Reportedly, some sleep apnea patients are being spied through their CPAP breathing machines while sleeping.
Unbeknownst to them, the CPAPs are tracking when the device is used—or not, and sending the information back to the doctor, health insurer, device maker and medical supply company.
Citing costs, health companies want to see if patients are indeed using them, and doing so properly.
Rob Henneke with the Texas Public Policy Foundation said health insurance companies are dictating doctor's care for patients and health insurance needs to be reformed by repealing the Affordable Care Act.
"I find it creepy, I find it invasive, but I don't find it surprising when they are tracking to make sure that the product that their insurance is paying for, is actually be used," said Henneke. "As far as the insurance companies making decisions based on your use of a particular product, I do have a problem with that."
He said consumers give away their privacy for product use or benefit. And, now patients have given their health care privacy away by allowing insurance companies to approve or deny every single medical choice that a doctor wants to do for us.
Henneke said this is another example of how insurance companies interfere with the doctor patient relationship.
He added other insurance companies, like auto, operate this way, too. For example—if you are in a wreck, you have to show you took your vehicle to get fixed, instead of them just giving you money to pocket.
The American Sleep Apnea Association estimates about 22 million Americans have sleep apnea.
Insurers claim studies show that about third of patients don’t use their CPAPs as directed.
Because Medicare payments nearly quadrupled between 2001-2009, they require “compliance”. Patients have to use the CPAP for four hours a night for at least 70 percent of the nights in any 30-day period within three months of getting the device. Medicare requires doctors to document the adherence and effectiveness of the therapy.

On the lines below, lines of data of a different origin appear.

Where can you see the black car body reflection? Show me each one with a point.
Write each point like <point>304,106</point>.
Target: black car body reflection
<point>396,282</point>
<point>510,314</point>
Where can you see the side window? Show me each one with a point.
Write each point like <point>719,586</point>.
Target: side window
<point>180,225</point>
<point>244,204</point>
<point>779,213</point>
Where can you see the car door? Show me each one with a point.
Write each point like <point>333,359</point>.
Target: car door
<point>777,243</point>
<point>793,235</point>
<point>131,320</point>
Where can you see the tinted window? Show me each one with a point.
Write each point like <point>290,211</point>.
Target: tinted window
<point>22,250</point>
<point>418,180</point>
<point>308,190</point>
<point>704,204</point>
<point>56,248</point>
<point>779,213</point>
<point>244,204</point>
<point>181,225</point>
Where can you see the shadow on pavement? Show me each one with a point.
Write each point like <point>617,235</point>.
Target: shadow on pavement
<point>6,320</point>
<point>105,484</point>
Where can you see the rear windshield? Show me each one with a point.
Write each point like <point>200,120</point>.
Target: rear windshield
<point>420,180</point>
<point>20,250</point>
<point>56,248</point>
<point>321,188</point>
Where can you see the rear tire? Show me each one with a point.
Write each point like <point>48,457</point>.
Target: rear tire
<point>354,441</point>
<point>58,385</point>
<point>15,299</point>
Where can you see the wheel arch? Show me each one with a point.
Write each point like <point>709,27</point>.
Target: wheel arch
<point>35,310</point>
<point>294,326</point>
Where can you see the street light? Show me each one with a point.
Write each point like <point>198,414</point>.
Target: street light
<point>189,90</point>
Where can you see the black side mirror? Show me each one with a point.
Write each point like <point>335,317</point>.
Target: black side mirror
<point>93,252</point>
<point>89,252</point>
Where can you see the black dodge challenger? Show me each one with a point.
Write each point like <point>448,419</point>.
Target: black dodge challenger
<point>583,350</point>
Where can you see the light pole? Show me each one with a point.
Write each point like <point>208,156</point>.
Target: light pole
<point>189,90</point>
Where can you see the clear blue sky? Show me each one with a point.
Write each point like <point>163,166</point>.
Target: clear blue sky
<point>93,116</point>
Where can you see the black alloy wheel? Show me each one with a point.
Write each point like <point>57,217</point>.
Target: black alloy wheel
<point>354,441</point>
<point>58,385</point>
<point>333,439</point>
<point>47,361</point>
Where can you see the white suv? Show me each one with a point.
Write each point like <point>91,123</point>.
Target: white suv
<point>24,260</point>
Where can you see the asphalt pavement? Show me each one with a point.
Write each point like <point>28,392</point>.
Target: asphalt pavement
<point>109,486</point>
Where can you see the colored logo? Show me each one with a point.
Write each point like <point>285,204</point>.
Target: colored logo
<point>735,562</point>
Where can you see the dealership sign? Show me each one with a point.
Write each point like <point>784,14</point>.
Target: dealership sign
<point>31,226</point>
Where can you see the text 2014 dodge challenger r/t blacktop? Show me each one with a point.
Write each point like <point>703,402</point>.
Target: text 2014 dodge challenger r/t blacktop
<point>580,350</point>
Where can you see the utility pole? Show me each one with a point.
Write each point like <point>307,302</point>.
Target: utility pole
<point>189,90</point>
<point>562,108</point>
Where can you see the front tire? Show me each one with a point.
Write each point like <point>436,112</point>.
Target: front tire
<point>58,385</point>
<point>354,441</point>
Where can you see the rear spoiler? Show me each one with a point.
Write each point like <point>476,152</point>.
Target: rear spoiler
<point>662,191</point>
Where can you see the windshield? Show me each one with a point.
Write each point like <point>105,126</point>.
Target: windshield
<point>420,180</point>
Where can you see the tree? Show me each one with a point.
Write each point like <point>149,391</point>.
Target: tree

Other problems reported include:
Patients having to rent the machines…until they meet their deductibles…which costs thousands more than the actual device. CPAPs can cost $400 to $800.
Patients who have insurance are being charged more for CPAPs and their devices.
Health insurance advocates cite if patients aren’t using the machines, a less expensive therapy might be better.
Privacy experts are concerned that data will be collected on other patients, like those with heart issues, diabetes or who use lifestyle-type apps.